15. The computer program product of claim 14, wherein generating the initial uncorrected data based on the input hypercube data comprises: performing initial feature detection, based on the input hypercube data, to generate feature data; performing an initial unmixing estimation, based on the feature data, to generate unmixed fluorescence data; and generating the initial uncorrected codeword data based on the feature data and the unmixed fluorescence data.

16. The computer program product of claim 15, wherein the optimized estimate of fluorescence data comprises an optimized estimate of feature data.

17. The computer program product of claim 14, wherein generating the initial uncorrected codeword data based on the input hypercube data comprises: performing an initial unmixing estimation, based on the input hypercube data, to generate unmixed fluorescence data; perform initial feature detection, based on the unmixed fluorescence data, to generate feature data; and generating the initial uncorrected codeword data based on the feature data and the unmixed fluorescence data.

18. The computer program product of claim 17, wherein the optimized estimate of fluorescence data comprises an optimized estimate of unmixed fluorescence data.

19. The computer program product of any one of claims 15-18, wherein: performing the initial unmixing estimation is based on an initial unmixing matrix; and performing the one or more subsequent iterations is based on an updated unmixing matrix.

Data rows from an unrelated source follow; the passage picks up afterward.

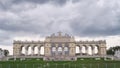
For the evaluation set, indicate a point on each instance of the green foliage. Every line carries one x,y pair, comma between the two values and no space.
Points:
111,50
6,52
35,63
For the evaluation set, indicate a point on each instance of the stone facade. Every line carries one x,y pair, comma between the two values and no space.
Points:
59,47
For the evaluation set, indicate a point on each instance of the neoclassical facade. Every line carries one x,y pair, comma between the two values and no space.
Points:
59,47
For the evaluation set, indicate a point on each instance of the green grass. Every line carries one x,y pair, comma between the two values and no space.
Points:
80,63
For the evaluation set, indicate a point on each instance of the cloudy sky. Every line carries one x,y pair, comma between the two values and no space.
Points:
35,19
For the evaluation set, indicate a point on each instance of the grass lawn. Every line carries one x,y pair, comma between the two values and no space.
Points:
80,63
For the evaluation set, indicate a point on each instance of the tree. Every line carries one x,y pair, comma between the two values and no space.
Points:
6,52
111,50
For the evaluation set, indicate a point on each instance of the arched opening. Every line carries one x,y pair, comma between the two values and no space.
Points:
29,50
42,50
22,51
83,49
90,50
66,50
77,50
35,50
96,49
59,51
53,49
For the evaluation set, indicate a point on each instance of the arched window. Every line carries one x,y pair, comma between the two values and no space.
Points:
53,49
66,49
59,49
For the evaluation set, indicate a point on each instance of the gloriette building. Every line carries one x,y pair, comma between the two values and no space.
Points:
59,47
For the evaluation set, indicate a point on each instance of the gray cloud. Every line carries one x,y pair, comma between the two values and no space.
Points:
43,17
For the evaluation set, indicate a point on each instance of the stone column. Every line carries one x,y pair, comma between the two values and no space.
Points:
26,51
86,49
93,50
32,51
39,50
80,50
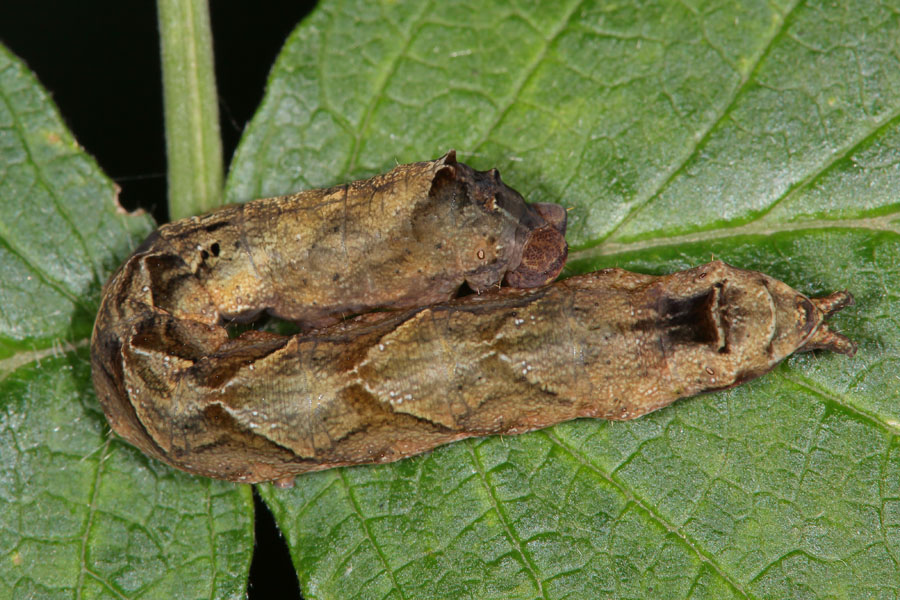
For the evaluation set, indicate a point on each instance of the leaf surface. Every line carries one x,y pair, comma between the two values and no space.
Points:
83,515
764,134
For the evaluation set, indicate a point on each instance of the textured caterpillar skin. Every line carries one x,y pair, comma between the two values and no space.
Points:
384,386
406,238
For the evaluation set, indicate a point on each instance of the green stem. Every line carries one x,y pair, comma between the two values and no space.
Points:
193,143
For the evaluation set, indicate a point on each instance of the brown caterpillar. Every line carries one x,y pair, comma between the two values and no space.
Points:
387,385
407,238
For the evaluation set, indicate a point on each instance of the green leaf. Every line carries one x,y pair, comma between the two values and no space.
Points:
764,134
83,514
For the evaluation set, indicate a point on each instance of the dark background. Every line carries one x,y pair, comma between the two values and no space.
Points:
100,61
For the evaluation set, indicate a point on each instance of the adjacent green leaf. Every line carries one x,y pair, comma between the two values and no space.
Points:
83,515
765,134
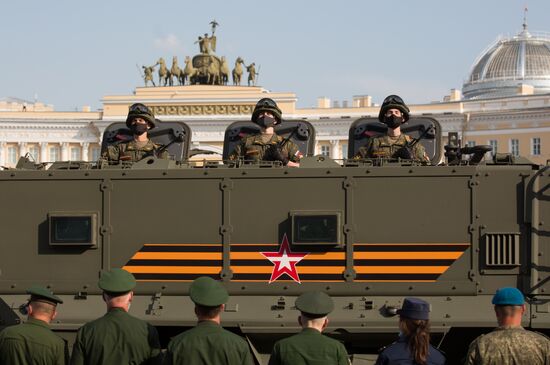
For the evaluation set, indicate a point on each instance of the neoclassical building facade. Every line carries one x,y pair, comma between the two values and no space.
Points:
518,124
506,104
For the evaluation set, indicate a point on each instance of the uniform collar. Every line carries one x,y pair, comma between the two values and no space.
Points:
132,145
37,322
274,138
311,331
207,323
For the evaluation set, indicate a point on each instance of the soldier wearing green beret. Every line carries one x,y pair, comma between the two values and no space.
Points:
208,343
509,343
33,342
267,145
140,120
310,346
117,337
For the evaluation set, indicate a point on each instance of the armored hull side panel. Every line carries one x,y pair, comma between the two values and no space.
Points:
451,235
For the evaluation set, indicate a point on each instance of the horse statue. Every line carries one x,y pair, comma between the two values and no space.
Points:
176,71
164,73
238,71
224,72
213,73
189,72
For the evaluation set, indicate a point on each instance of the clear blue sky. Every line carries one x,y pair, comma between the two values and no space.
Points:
72,53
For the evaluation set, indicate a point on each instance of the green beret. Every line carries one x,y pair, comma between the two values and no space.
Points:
208,292
41,294
315,304
117,281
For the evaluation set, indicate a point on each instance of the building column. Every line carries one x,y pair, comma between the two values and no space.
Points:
43,151
22,149
334,149
65,151
2,153
85,148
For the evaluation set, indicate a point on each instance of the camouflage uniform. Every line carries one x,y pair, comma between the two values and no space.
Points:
131,152
509,346
253,148
387,147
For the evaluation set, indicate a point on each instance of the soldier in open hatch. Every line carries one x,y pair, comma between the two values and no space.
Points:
117,337
393,113
33,342
267,145
208,343
140,120
509,343
310,346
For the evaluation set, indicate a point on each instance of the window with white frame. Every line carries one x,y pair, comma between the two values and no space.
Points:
12,154
514,147
535,146
95,153
494,144
54,153
75,153
344,150
34,151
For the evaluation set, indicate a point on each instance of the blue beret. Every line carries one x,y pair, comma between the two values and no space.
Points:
508,296
414,308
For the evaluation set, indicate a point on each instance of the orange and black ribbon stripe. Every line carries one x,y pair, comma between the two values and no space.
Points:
372,262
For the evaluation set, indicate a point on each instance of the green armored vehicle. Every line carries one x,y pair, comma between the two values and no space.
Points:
368,232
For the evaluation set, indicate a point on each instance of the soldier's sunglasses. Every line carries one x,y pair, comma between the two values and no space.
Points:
139,108
393,99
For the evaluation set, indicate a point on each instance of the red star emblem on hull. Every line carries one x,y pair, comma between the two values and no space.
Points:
284,261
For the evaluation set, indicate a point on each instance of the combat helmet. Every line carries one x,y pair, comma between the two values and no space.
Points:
267,105
139,110
393,102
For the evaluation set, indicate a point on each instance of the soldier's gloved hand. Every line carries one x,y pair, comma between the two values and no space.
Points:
405,153
278,155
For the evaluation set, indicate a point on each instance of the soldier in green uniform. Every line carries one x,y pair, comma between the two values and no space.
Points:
393,112
117,337
509,343
140,120
208,343
267,145
33,342
310,346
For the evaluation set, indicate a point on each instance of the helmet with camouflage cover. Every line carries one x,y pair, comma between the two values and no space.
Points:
139,110
393,102
267,105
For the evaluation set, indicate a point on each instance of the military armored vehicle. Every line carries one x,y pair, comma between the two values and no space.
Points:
368,232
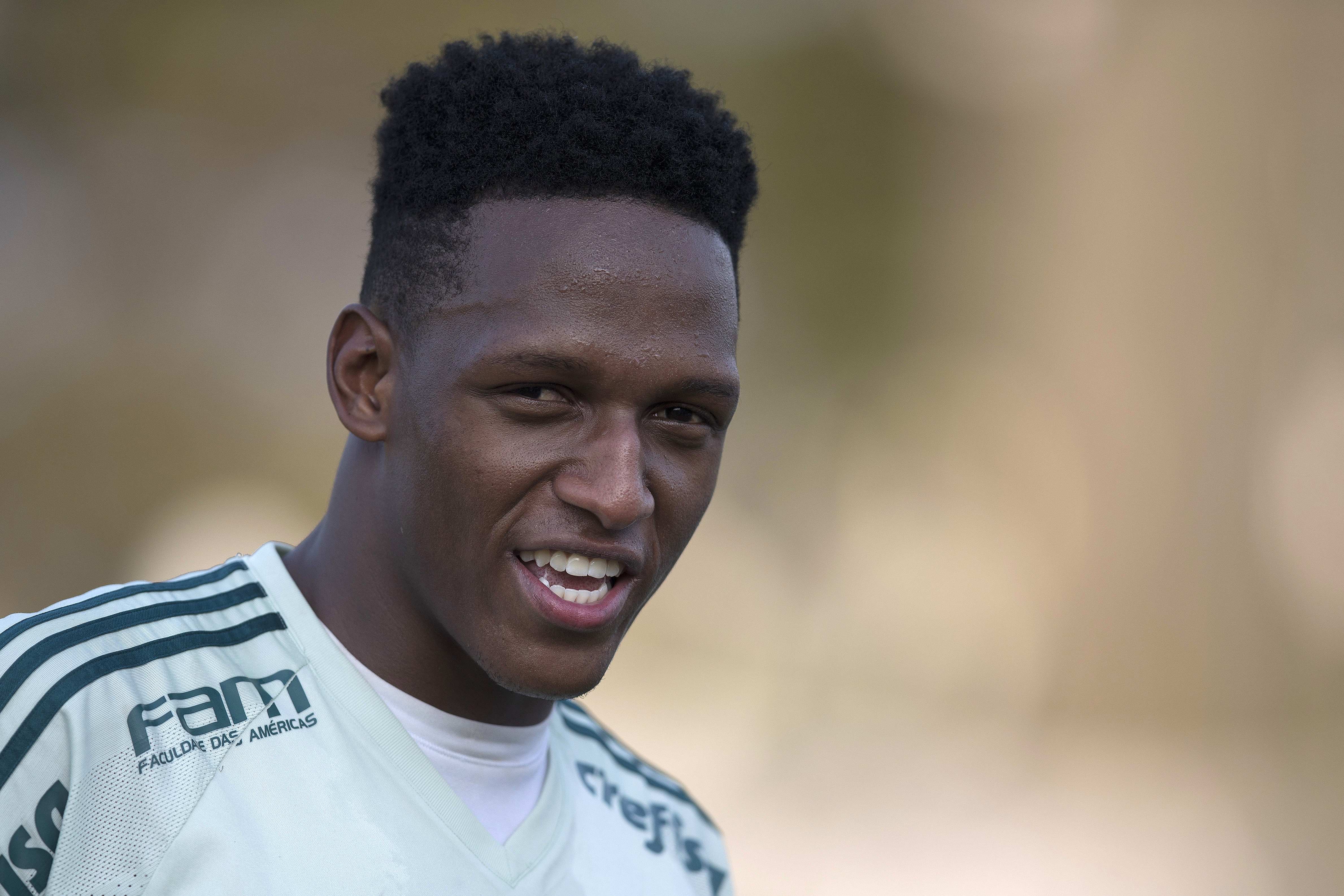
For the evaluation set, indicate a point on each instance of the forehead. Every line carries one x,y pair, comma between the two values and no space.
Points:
619,279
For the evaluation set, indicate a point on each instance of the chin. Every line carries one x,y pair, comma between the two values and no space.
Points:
556,684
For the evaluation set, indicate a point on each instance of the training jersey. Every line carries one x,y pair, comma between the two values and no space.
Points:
206,735
497,770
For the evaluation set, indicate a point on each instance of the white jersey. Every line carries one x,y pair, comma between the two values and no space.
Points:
206,735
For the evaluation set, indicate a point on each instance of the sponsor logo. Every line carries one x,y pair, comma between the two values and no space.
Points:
660,823
26,851
217,712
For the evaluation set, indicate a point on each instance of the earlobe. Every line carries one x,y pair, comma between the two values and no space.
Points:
359,373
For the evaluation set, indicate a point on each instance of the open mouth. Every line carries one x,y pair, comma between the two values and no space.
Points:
573,577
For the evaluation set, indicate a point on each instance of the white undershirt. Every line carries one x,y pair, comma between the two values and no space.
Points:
497,770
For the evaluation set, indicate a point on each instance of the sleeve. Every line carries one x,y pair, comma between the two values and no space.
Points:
34,782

20. The computer program product of any one of claims 14-19, wherein performing subsequent iterations comprises applying an expectation maximization algorithm to learn one or more system model parameters.

21. The computer program product of any one of claims 14-20, wherein the method further comprises generating, based on the first output, a second output comprising location data and identity data for the sample.

22. The computer program product of any one of claims 14-21, wherein: the unmixed fluorescence data comprises unmixed fluorescence intensity data; and the optimized estimate of fluorescence data comprises an optimized estimate of fluorescence intensity data.